Conservation through conversation

eTown’s new Green Screens documentary series is a call to environmental action


Environmental documentary films have the power to raise awareness about some of the most pressing issues facing our planet. But, awareness isn’t the same as action, and often even the most powerful environmental documentaries can leave viewers wondering: What can I do? 

That’s why eTown has started its new Green Screens series. The ongoing documentary screening and community engagement program aims to inspire and help guide local and individual conservation action through film and conversation.  

“The truth is that we have to use every available technology and media to get the word out about climate change,” says Nick Forster, co-founder of eTown. “We started eTown to do that through music and conversation, and now we need to do more, and we need to do it faster.”

Green Screens is how eTown plans to do that: by screening environmental documentaries and following them up with discussions about how to act. 

“You never know what’s going to resonate, what’s going to reach someone, how a story might be impactful or even life-changing. So you keep trying,” Forster says. “The combination of the film and discussion will almost always be more successful than either on its own.” 

This is the first time eTown has done something dedicated specifically to environmental documentaries, says Caroline Johnson, eTown’s director of marketing and communications.

“Our overall goal is really to encourage people to come and have a conversation, engage, raise awareness and really drive action,” she says. 

Each of the Green Screen films will be followed by a panel discussion featuring experts, artists, filmmakers and scientists; people who can answer questions about the topic of each documentary and offer suggestions on how to make a difference at an individual and community level. 

In that brief moment after the credits roll, when the viewer is left wanting to help somehow — anyhow — they can find out how through the post-screening discussions.

“My dream scenario for watching documentaries is to have discussion afterwards,” says Erin Espelie, a filmmaker, writer, editor and assistant professor at CU’s department of cinema studies. “That dialogue is incredibly important for how people can feel engaged and feel like they’re actually being truly informed … any time you see a film, it becomes so much more meaningful to have discussion around it. It can enrich it.”

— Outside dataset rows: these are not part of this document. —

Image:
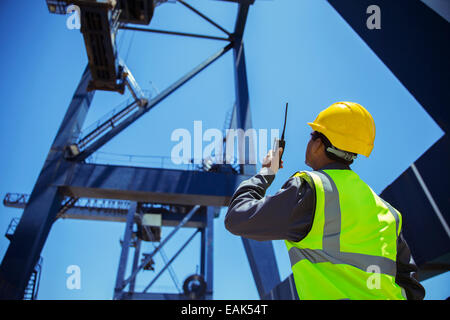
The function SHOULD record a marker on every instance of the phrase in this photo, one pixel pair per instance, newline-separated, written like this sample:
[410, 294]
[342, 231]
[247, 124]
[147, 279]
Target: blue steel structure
[413, 44]
[183, 198]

With the exception of this December, Green Screens will take place once a month. The first screening in the series was Oct. 29, and featured The Human Element, a documentary following filmmaker and photographer James Balog as he highlights the climate crisis around the world, exploring the effects of our race on the planet. 

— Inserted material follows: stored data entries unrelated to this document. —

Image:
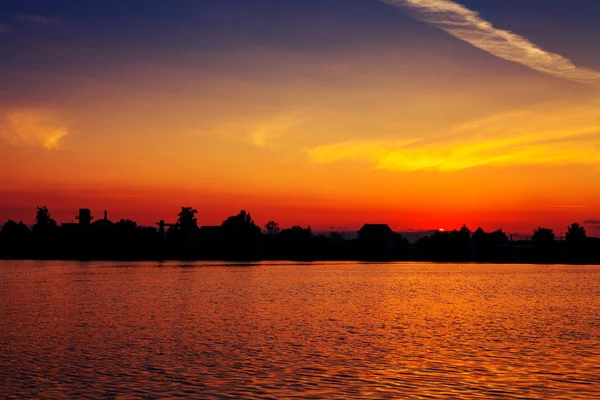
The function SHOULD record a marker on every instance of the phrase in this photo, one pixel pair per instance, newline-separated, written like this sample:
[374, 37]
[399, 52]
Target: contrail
[467, 25]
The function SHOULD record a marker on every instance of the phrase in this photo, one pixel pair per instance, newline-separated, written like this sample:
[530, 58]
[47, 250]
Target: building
[376, 233]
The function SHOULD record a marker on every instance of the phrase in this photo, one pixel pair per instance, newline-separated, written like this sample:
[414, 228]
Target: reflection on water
[281, 330]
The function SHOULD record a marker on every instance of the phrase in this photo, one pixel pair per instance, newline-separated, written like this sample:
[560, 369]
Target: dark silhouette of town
[239, 238]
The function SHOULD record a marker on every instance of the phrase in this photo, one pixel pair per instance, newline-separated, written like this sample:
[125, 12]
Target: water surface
[285, 330]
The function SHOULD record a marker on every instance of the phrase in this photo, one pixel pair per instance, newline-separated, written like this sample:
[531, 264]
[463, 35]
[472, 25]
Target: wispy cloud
[468, 26]
[26, 127]
[264, 133]
[37, 19]
[530, 137]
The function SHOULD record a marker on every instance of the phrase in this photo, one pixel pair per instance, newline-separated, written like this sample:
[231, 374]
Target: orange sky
[420, 134]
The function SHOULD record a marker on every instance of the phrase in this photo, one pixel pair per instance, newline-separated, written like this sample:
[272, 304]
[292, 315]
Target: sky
[421, 114]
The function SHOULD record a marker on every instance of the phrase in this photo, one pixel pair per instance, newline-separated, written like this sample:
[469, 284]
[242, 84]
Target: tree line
[240, 238]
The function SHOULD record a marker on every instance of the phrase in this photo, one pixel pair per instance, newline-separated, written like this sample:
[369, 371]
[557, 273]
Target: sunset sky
[417, 113]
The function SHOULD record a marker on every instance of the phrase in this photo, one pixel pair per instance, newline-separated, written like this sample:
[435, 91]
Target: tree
[241, 234]
[43, 217]
[12, 230]
[187, 220]
[240, 226]
[479, 237]
[543, 237]
[126, 225]
[576, 235]
[44, 223]
[272, 228]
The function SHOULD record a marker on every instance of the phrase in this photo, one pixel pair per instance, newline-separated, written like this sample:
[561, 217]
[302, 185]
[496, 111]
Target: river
[298, 330]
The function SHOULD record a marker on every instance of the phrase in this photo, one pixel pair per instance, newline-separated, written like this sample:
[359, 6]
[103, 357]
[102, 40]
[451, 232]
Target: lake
[293, 330]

On Tuesday, Nov. 20, eTown will host its second installment of the Green Screens series: Wasted! The Story of Food Waste. From executive producer Anthony Bourdain, Wasted! explores the dark side of our food system, exposing the negligent amount of food waste that our society produces. 

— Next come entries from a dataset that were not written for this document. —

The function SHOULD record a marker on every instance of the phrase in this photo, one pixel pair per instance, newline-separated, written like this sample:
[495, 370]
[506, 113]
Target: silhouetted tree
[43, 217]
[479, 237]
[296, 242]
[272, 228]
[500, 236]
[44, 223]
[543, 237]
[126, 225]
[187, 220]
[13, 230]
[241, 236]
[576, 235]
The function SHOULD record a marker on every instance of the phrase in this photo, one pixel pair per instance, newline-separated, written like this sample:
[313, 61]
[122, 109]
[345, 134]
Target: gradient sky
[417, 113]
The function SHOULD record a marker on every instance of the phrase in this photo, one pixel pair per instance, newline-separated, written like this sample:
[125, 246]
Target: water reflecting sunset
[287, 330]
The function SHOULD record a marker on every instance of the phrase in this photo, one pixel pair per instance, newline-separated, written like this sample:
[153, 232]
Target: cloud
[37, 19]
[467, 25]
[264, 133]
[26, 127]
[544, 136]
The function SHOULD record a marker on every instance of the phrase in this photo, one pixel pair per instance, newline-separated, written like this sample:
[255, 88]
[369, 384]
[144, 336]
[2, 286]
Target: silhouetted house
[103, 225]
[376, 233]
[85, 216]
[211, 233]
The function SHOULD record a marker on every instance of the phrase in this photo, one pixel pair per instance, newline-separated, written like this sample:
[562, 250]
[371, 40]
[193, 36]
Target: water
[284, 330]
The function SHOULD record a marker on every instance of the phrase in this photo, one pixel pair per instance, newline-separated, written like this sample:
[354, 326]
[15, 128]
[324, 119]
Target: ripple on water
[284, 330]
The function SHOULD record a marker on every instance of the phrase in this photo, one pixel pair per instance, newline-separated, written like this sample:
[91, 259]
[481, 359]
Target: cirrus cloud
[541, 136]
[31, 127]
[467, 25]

The panel afterwards will feature Lindsey Loberg, the program director of Boulder Food Rescue, and Arlan Preblud, the founder and executive director of We Don’t Waste, a food recovery organization based in Denver. 

“Any time you have a documentary like Wasted! it really does a lot to convey a message to the public,” Preblud says. “It serves a very useful purpose. Because, sometimes, it can be hard to get people to take action.”

For the nearly-Thanksgiving screening, eTown is also co-organizing a food drive in partnership with Community Food Share to spread some holiday love. They are looking for donated nut butters, canned tuna and chicken, canned fruits and vegetables, cereal and oatmeal, pasta and canned sauce, baby food and formula, soup, stew, and beans (canned or dry). And please avoid glass containers, Johnson adds. 

eTown’s Green Screens is providing the community of Boulder with an engine for environmental action. The hope is not only going to inspire people to do something about climate change, but introduce them with the resources to action. 

That’s the goal at least, says Johnson. 

“We’re really trying to create this call to action within the community,” she says. “And to connect people with ways to make a difference.”